Tra questi vi è anche Carlo Sibilia, deputato del Movimento 5 Stelle che ha duramente criticato il Ministro della Pubblica Istruzione Beatrice Lorenzin.

Roventi e prossime alla diffamazione le sue affermazioni su Facebook: “Il vaccino obbligatorio e immediato deve essere quello contro la follia del ministro della Salute Lorenzin. La politica dell’incompetenza ha preso il posto della scienza. Chissà se un giorno verremo a sapere quanti rolex ha ricevuto il ministro per scrivere questo decreto irricevibile?
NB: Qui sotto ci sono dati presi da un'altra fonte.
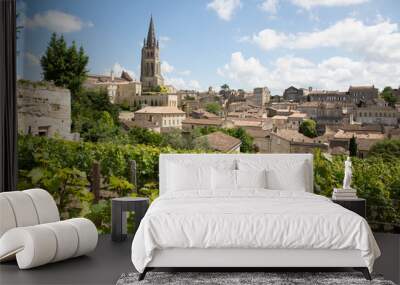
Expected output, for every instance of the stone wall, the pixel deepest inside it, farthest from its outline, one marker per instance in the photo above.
(45, 110)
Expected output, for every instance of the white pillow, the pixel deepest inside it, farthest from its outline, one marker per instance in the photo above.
(188, 177)
(224, 179)
(296, 181)
(251, 179)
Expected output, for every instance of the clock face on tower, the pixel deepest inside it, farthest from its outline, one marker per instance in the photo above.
(150, 72)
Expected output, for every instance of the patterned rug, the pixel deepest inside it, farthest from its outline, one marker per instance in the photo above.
(244, 278)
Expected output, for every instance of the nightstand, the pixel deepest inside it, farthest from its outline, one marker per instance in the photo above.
(358, 205)
(119, 207)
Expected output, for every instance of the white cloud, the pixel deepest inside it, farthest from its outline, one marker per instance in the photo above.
(309, 4)
(182, 84)
(335, 73)
(166, 67)
(163, 41)
(185, 72)
(267, 39)
(224, 8)
(32, 59)
(249, 72)
(379, 41)
(57, 21)
(118, 68)
(270, 6)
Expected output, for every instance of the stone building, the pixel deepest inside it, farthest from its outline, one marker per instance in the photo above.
(150, 70)
(262, 95)
(364, 140)
(327, 96)
(166, 118)
(362, 93)
(44, 110)
(221, 142)
(375, 114)
(294, 94)
(120, 90)
(323, 112)
(291, 141)
(166, 100)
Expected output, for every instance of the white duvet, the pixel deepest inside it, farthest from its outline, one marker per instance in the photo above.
(250, 219)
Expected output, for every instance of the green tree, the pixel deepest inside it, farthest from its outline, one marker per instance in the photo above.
(389, 150)
(144, 136)
(353, 146)
(65, 66)
(308, 128)
(214, 108)
(247, 140)
(388, 96)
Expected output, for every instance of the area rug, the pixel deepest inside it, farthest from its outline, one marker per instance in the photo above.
(244, 278)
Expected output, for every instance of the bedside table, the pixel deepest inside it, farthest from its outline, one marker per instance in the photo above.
(119, 207)
(358, 205)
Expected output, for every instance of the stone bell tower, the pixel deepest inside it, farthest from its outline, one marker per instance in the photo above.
(150, 72)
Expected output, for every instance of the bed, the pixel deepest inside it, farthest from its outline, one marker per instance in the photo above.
(246, 211)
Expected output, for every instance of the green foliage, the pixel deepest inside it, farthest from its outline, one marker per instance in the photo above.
(376, 180)
(353, 146)
(247, 145)
(225, 87)
(388, 150)
(62, 167)
(247, 140)
(144, 136)
(160, 89)
(214, 108)
(94, 117)
(65, 66)
(100, 215)
(67, 184)
(388, 96)
(308, 128)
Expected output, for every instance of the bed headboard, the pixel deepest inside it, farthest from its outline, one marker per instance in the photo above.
(202, 159)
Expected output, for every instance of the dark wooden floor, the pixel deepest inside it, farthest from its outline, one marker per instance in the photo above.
(110, 259)
(103, 266)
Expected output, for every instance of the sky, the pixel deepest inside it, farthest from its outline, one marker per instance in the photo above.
(326, 44)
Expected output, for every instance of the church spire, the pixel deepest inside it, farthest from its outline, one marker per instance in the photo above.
(151, 35)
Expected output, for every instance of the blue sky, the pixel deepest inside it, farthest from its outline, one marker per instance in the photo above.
(327, 44)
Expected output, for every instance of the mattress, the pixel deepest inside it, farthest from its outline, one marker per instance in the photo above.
(250, 219)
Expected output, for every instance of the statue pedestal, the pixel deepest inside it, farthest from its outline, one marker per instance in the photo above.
(347, 194)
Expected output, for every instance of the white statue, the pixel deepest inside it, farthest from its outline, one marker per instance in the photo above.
(347, 174)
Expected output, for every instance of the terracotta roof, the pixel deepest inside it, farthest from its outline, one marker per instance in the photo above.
(141, 124)
(298, 115)
(193, 121)
(295, 136)
(340, 134)
(361, 87)
(159, 110)
(279, 117)
(222, 142)
(338, 150)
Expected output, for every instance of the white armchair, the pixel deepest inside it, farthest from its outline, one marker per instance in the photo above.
(31, 230)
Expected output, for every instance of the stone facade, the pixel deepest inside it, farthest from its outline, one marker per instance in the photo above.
(166, 118)
(377, 115)
(166, 100)
(120, 90)
(150, 71)
(294, 94)
(328, 96)
(262, 95)
(323, 112)
(44, 110)
(362, 93)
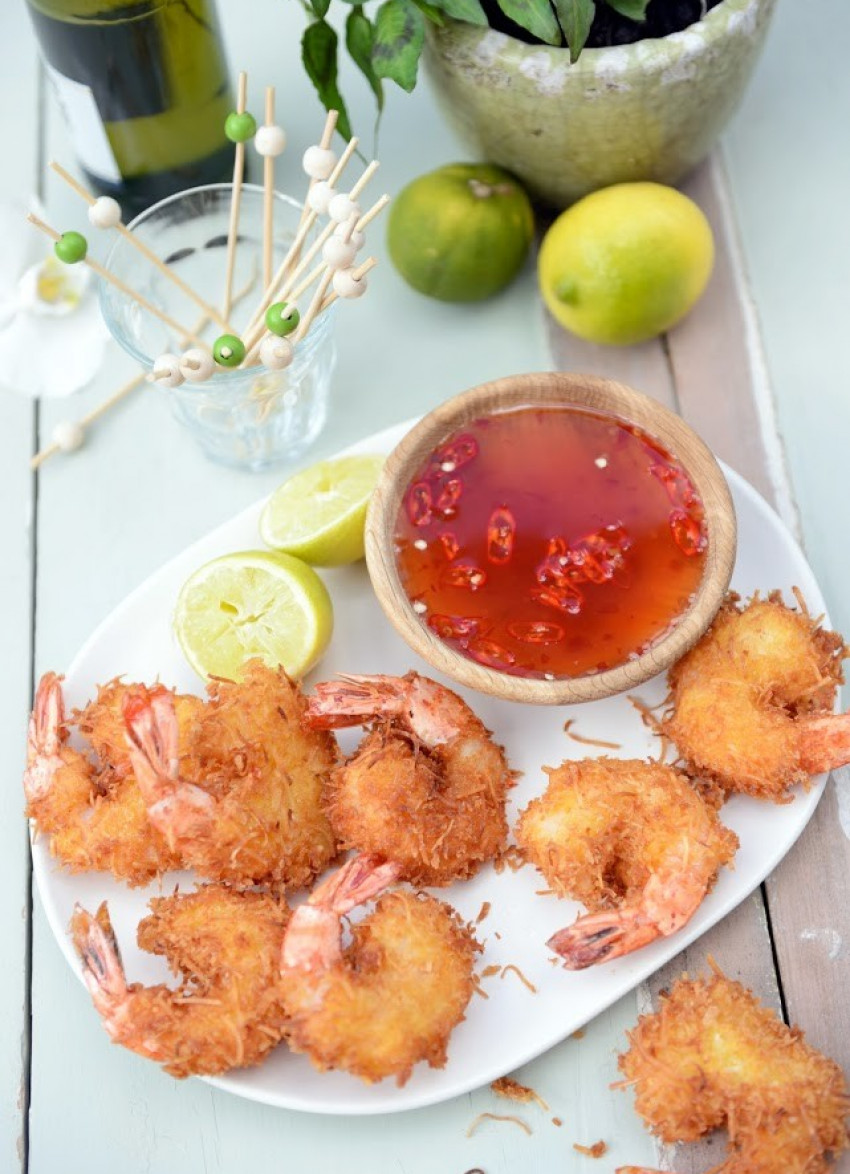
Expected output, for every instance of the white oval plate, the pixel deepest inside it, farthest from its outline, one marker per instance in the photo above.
(512, 1025)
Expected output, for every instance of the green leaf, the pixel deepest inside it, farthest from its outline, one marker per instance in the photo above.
(399, 33)
(470, 11)
(534, 15)
(635, 9)
(359, 39)
(575, 18)
(318, 53)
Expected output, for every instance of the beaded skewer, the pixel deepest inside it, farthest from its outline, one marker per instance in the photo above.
(315, 197)
(105, 213)
(337, 256)
(240, 126)
(69, 434)
(267, 332)
(270, 142)
(72, 249)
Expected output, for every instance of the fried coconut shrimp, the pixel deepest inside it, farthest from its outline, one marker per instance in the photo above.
(226, 1013)
(389, 999)
(243, 802)
(425, 788)
(634, 842)
(714, 1056)
(92, 808)
(751, 701)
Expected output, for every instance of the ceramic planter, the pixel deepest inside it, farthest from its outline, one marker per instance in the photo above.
(648, 110)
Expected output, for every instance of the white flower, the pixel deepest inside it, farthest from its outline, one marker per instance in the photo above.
(52, 334)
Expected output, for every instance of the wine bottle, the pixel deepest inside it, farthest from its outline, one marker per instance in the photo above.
(144, 89)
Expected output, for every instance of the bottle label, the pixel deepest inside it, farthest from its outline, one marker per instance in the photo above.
(85, 126)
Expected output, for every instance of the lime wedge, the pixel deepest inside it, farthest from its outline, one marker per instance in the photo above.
(319, 513)
(253, 604)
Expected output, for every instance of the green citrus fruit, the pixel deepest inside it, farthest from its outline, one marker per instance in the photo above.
(253, 604)
(319, 514)
(626, 262)
(460, 233)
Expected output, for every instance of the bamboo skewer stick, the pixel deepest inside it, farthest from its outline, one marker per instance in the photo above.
(361, 271)
(121, 285)
(250, 332)
(268, 193)
(141, 247)
(324, 143)
(255, 329)
(126, 389)
(235, 198)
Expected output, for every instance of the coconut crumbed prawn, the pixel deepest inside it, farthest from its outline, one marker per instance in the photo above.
(226, 1012)
(713, 1056)
(426, 787)
(751, 701)
(243, 803)
(391, 998)
(634, 842)
(90, 808)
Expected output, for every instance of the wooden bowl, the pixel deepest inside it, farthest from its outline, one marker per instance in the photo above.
(552, 389)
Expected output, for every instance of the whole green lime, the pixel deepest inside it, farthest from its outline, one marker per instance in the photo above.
(461, 233)
(625, 263)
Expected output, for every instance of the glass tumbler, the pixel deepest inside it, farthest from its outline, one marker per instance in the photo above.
(247, 417)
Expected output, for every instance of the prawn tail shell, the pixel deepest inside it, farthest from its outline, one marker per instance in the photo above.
(46, 734)
(98, 948)
(600, 938)
(351, 700)
(824, 742)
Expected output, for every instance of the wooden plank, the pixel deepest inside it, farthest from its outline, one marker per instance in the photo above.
(19, 92)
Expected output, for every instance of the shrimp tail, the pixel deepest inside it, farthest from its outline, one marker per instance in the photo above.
(668, 902)
(352, 700)
(601, 937)
(312, 938)
(824, 742)
(46, 734)
(177, 809)
(102, 969)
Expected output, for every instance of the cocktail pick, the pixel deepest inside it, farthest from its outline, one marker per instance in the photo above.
(270, 142)
(238, 126)
(72, 248)
(69, 434)
(254, 329)
(105, 213)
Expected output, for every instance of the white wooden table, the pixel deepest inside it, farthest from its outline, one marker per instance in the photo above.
(761, 359)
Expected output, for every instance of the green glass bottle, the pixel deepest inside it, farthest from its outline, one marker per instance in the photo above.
(143, 85)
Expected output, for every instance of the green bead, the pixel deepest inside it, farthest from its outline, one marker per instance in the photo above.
(240, 127)
(282, 318)
(228, 350)
(71, 248)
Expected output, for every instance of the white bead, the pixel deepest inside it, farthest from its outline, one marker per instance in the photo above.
(319, 196)
(276, 353)
(338, 254)
(342, 208)
(345, 284)
(357, 238)
(196, 365)
(318, 162)
(105, 213)
(270, 140)
(68, 436)
(167, 371)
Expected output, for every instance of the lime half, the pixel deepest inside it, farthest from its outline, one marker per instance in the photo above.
(319, 513)
(253, 604)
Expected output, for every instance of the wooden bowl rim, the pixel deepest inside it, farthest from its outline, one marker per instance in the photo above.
(552, 389)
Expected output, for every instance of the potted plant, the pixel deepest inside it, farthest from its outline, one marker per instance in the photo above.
(569, 95)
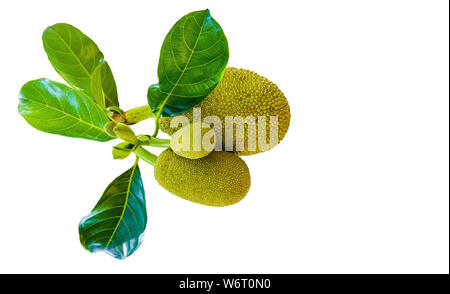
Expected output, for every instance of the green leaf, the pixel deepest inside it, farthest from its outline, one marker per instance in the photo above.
(116, 224)
(192, 61)
(55, 108)
(73, 55)
(103, 85)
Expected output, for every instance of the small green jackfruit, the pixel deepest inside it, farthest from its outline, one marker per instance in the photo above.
(243, 93)
(219, 179)
(193, 141)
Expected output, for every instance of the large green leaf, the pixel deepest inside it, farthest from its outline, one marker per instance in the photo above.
(55, 108)
(116, 224)
(192, 60)
(73, 55)
(103, 86)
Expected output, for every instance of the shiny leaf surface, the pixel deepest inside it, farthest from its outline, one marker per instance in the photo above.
(55, 108)
(103, 85)
(116, 224)
(73, 55)
(192, 60)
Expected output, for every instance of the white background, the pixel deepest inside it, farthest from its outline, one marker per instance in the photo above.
(359, 184)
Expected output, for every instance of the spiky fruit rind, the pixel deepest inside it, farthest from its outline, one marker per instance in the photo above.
(193, 141)
(219, 179)
(243, 93)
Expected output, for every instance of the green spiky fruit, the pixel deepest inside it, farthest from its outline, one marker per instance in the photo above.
(193, 141)
(243, 93)
(219, 179)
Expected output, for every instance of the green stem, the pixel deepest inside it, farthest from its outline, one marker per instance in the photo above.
(146, 155)
(137, 114)
(155, 133)
(157, 142)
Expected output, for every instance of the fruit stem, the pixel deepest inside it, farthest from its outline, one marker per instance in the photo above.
(158, 142)
(135, 115)
(146, 156)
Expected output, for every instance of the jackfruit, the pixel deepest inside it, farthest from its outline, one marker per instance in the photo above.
(242, 93)
(193, 141)
(219, 179)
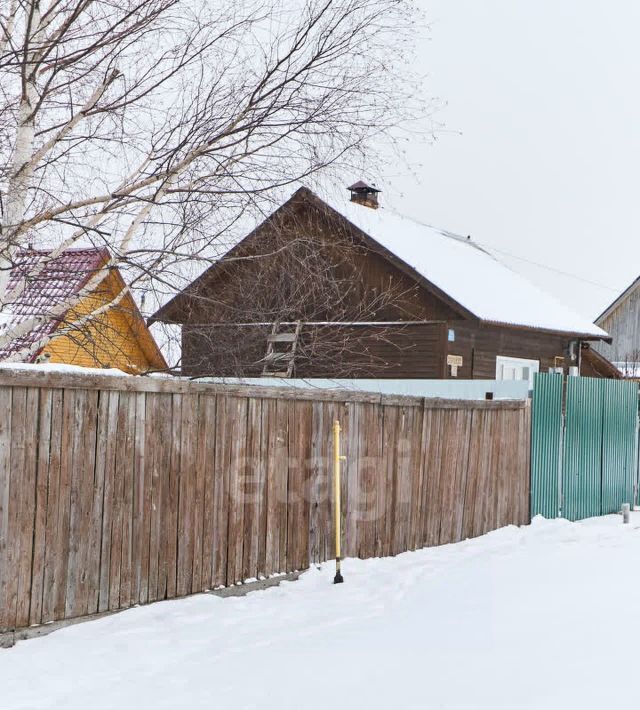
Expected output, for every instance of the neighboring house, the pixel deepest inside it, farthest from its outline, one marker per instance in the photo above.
(355, 290)
(622, 320)
(117, 337)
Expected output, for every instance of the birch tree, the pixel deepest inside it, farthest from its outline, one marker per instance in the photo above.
(152, 126)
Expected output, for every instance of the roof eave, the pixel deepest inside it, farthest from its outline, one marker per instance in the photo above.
(573, 335)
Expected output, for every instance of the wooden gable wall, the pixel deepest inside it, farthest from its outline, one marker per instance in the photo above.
(115, 338)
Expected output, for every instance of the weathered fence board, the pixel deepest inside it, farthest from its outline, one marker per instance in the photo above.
(121, 491)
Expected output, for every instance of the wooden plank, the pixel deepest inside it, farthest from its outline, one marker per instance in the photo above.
(253, 490)
(210, 419)
(85, 462)
(128, 454)
(53, 499)
(160, 416)
(221, 490)
(198, 585)
(270, 442)
(75, 506)
(95, 532)
(317, 483)
(387, 492)
(43, 446)
(238, 433)
(28, 508)
(265, 428)
(111, 448)
(349, 478)
(416, 466)
(370, 448)
(299, 441)
(141, 475)
(152, 505)
(282, 480)
(174, 496)
(434, 471)
(185, 500)
(456, 457)
(424, 473)
(35, 378)
(118, 501)
(402, 506)
(64, 503)
(6, 572)
(17, 485)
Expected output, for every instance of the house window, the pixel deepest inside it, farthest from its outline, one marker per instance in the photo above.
(515, 368)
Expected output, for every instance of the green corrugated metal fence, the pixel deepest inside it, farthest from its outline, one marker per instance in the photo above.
(546, 445)
(584, 446)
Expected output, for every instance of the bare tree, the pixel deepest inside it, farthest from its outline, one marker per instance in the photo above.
(153, 126)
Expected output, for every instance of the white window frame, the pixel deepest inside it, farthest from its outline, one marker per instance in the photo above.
(516, 366)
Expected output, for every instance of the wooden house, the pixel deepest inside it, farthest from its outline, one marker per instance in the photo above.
(622, 320)
(116, 337)
(351, 289)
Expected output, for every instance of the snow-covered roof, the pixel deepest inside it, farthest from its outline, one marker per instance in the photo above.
(468, 274)
(47, 282)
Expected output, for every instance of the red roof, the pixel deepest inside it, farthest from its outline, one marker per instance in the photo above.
(60, 279)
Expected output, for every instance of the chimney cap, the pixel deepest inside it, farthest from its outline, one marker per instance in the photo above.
(361, 186)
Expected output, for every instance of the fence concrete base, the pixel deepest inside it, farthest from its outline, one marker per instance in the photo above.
(9, 639)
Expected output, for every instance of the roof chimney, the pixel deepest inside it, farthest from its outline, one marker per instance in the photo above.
(364, 194)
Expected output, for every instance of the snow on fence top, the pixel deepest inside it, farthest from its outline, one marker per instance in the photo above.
(467, 273)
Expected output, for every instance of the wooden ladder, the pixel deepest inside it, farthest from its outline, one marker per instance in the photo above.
(282, 344)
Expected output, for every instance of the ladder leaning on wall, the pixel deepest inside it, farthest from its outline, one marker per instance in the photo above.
(282, 344)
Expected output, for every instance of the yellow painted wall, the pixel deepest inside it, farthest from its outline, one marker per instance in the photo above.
(116, 338)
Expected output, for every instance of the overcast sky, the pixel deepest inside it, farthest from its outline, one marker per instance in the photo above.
(540, 155)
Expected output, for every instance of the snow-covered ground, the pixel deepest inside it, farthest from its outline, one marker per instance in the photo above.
(546, 616)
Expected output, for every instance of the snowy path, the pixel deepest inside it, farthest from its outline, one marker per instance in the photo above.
(541, 617)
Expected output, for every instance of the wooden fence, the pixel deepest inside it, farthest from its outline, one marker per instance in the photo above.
(122, 491)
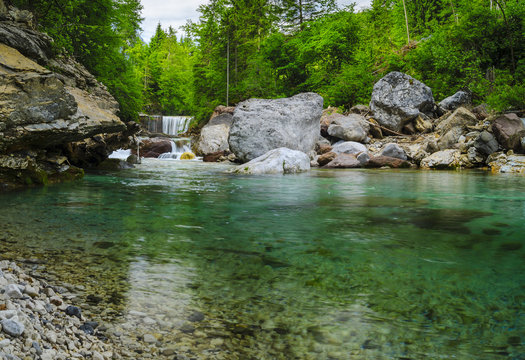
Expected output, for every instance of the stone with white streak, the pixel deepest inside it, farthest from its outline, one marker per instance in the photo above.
(277, 161)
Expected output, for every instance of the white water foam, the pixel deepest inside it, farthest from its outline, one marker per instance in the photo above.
(174, 125)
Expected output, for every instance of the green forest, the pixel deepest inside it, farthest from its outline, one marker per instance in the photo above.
(240, 49)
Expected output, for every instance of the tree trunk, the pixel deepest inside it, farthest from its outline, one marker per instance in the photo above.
(406, 22)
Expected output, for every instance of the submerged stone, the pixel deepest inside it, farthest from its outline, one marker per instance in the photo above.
(449, 220)
(511, 246)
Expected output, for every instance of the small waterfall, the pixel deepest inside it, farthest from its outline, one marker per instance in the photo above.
(153, 123)
(174, 125)
(178, 147)
(120, 154)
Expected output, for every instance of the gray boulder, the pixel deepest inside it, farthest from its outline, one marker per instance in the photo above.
(399, 98)
(509, 130)
(394, 150)
(486, 144)
(348, 147)
(461, 117)
(214, 135)
(353, 127)
(444, 159)
(276, 161)
(460, 98)
(263, 125)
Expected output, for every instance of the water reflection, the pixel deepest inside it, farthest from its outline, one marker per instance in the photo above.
(326, 265)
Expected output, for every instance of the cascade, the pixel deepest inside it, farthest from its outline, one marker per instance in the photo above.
(174, 125)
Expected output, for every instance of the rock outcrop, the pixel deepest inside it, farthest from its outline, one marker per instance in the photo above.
(352, 127)
(398, 98)
(276, 161)
(263, 125)
(46, 106)
(461, 98)
(214, 135)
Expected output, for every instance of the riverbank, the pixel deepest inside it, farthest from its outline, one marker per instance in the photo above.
(39, 320)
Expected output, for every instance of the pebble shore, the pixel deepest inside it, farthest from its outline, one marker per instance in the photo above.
(40, 321)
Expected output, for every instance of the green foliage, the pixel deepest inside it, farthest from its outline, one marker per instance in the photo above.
(273, 48)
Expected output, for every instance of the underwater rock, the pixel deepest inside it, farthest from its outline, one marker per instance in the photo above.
(325, 158)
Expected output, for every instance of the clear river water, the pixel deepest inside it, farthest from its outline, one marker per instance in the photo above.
(347, 264)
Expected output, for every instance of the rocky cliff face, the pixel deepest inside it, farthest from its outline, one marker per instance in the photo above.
(52, 111)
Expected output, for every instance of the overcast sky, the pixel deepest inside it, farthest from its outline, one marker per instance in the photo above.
(177, 12)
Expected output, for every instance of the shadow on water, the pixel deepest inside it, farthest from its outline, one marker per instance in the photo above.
(326, 265)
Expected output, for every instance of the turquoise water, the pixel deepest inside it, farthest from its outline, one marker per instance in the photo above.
(357, 264)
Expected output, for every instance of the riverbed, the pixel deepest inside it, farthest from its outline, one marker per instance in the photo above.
(182, 258)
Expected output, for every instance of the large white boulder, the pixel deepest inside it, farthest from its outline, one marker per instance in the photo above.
(262, 125)
(399, 98)
(276, 161)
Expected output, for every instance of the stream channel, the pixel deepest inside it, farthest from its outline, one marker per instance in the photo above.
(346, 264)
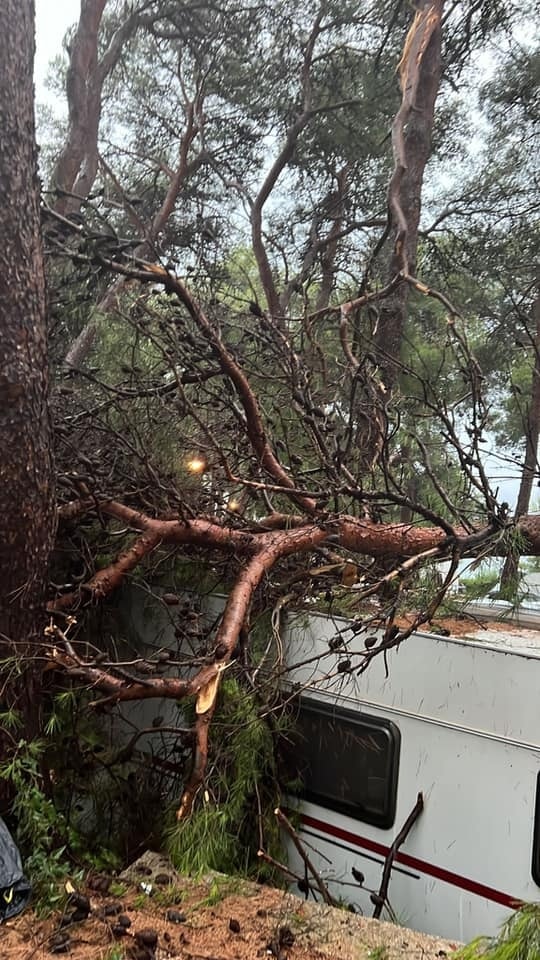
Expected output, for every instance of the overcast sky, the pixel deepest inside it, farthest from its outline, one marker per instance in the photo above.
(53, 17)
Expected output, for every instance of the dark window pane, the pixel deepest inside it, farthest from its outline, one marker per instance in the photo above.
(347, 761)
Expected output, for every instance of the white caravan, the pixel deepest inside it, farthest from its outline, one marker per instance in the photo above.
(456, 719)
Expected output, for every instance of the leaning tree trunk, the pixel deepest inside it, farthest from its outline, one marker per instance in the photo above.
(420, 73)
(510, 573)
(26, 476)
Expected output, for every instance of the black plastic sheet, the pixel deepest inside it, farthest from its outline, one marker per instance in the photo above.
(15, 890)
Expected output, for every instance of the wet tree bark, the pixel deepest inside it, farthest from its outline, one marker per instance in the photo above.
(26, 474)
Il politico si è lanciato in una spiegazione di tipo sanitario per esplicare le proprie ragioni e promettendo una revisione della legge: “La coercizione su 12 vaccini (numero senza precedenti in Europa) è senza senso, in Italia non c’è nessuna emergenza epidemiologica in corso per giustificare tutti questi vaccinati obbligati. Ci trattano come incoscienti. Impongono il TSO ai nostri bambini. Questo decreto sarà una delle tante fesserie fatte dal governo Renzi che cancelleremo appena al governo”.

Immediata la risposta piccata della ministra, che ha annunciato azioni legali: “Le sue dichiarazioni sono prive di fondamento e dal contenuto diffamatorio. Di queste dichiarazioni risponderà di fronte alla magistratura penale e civile competente. Sul piano del merito tutto ciò dimostra come il Movimento 5 Stelle faccia finta di essere a favore dei vaccini ma nella realtà li avversi in tutti i modi, facendo il controcanto ai no vax, dimostrando così la totale inadeguatezza a misurarsi sui temi scientifici e a candidarsi a governare i processi a tutela della salute pubblica”.